Identification of a minimal hDcp2 domain sufficient for cap hydrolysis. (A) The hDcp2 protein and the various truncation proteins are shown schematically. The three regions highly conserved in hDcp2 from diverse organisms are denoted as the 37 amino acid Box A, the 109 amino acid Nudix fold with the central 23 amino acid Nudix motif, and the 19 amino acid Box B segment. The numbers above and on either side of the schematic diagrams represent amino acid positions. The decapping activity for each protein is summarized at right by a + or − for those that can and cannot decap, respectively. (B) Purified recombinant protein was resolved on a 12.5% SDS-PAGE and detected with Coomassie blue. (C) Decapping assays of hDcp2 and hDcp2 mutant proteins. The assays were carried out using 20 pmoles of each protein with cap-labeled pcP-G₁₆ substrate, and the reaction products were resolved by TLC. The quantitation for the decapping efficiency of each protein is presented as the percentage decapping using ImageQuant 5.2 software. Migration of the standards are shown at right. (D) The minimal hDcp2^94–257 protein retains methyl cap specificity and efficiently utilizes different RNA substrates. Decapping assays were carried out as described above using the 3′ UTR sequences of the indicated mRNAs (α-globin, β-globin, c-myc) and pcP. N-7 methyl-containing capped pcP RNA is denoted as m⁷G—RNA, whereas the unmethylated is represented as G—RNA. Migration of the standards are indicated on the right.

hDcp2 does not utilize the cap structure as substrate. (A) hDcp2 is unable to hydrolyze the cap structure in the absence of the RNA body. ³²P-labeled cap analog was incubated with 10 pmole of each hDcp2 protein and the products resolved by TLC. The scavenger decapping activity DcpS, which can hydrolyze the cap structure, was used as the positive control (lane 2). Standards are indicated at left. (B) hDcp2 is unable to cross-link to cap analog. ³²P-labeled cap analog was UV cross-linked with 20 pmole of the indicated proteins and the products resolved by 12.5% SDS-PAGE. GST fusion protein of the cap-binding protein, eIF4E (lane 1), was used as the positive control. Histidine-tagged hDcp2 protein in lane 2, and an unrelated RNA-binding protein control, GST-mDAZL (Jiao et al. 2002), was used in lane 3. Molecular weight standards are indicated at right. The cap analog substrate is shown at bottom, and the star denotes the labeled phosphate.

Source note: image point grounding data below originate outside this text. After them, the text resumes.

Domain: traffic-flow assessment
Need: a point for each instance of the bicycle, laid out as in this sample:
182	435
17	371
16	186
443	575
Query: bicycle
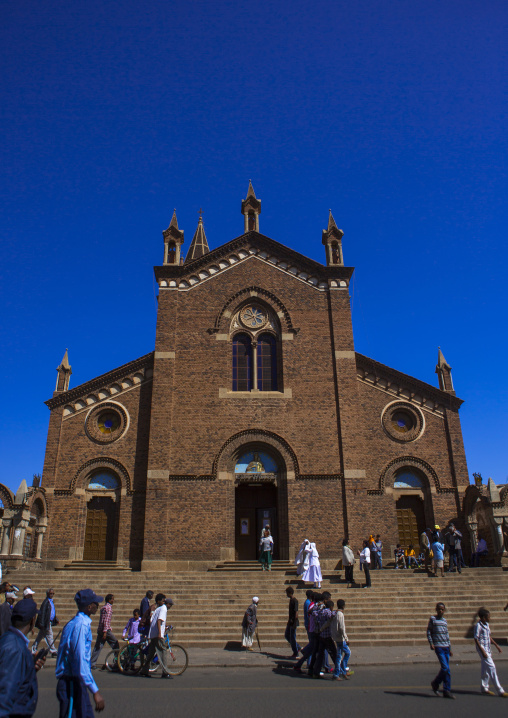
111	661
132	657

hDcp2 is an RNA-binding protein. (A) RNA can compete for hDcp2-mediated decapping. Capped and uncapped pcP-G₁₆ RNAs were used as competitor. In vitro decay assays were carried out with 20 pmole of hDcp2 with no competitor (None), 1:1 or 1:200 molar fold excess competitor RNA as indicated. The decapping products were resolved by TLC and the percent decapping is plotted. Both RNAs were found to compete equally for hDcp2 activity. (B) Binding of hDcp2 to RNA by Northwestern analysis. Six μg of each protein was resolved by SDS-PAGE, transferred to nitrocellulose, and probed with uniform-labeled, uncapped pcP RNA. The proteins are shown schematically in Figure 2 ▶ and their size on SDS-PAGE corresponds to the following molecular weights as follows: hDcp2, 48kD; hDcp2^ΔN53, 43 kD; hDcp2^ΔN93, 38 kD; hDcp2^ΔN119, 35 kD; hDcp2^ΔN206, 25 kD; hDcp2^ΔN244, 20 kD; hDcp2^94–257, 19 kD; hDcp2^1–207, 23 kD. (C) Binding of hDcp2 to ssDNA. [³⁵S]methionine in vitro-translated proteins were bound to ssDNA-agarose beads and resolved by SDS-PAGE. The total lanes contain 25% of the input protein and the Bound lanes contain the protein bound to ssDNA. The hDcp2 and hDcp2^94–257 proteins are as shown in Figure 2 ▶ and hDcp2^94–207 contains only the Nudix fold and lacks Box B. The Firefly Luciferase control protein is designated as Luciferase.

Cap binding of hDcp2 is RNA dependent. (A) hDcp2 can be UV cross-linked to cap-labeled RNA. An autoradiograph of an SDS-PAGE showing 10 pmole of the indicated protein cross-linked to ³²P-cap-labeled pcP-G₁₆ RNA. Cross-linking of the eIF4E cap-binding protein (GST–eIF4E, 50 kD; lanes 1,4) was used as a positive control. An unrelated GST–mDAZL RNA-binding protein (68 kD; lane 3), or purification of a His-tag empty vector (lane 9) are shown as negative controls. The sizes of the hDcp2 proteins and truncations are as described in the legend to Figure 4 ▶. The capped RNA substrate is shown at bottom, where the line represents the RNA and the star denotes the labeled phosphate.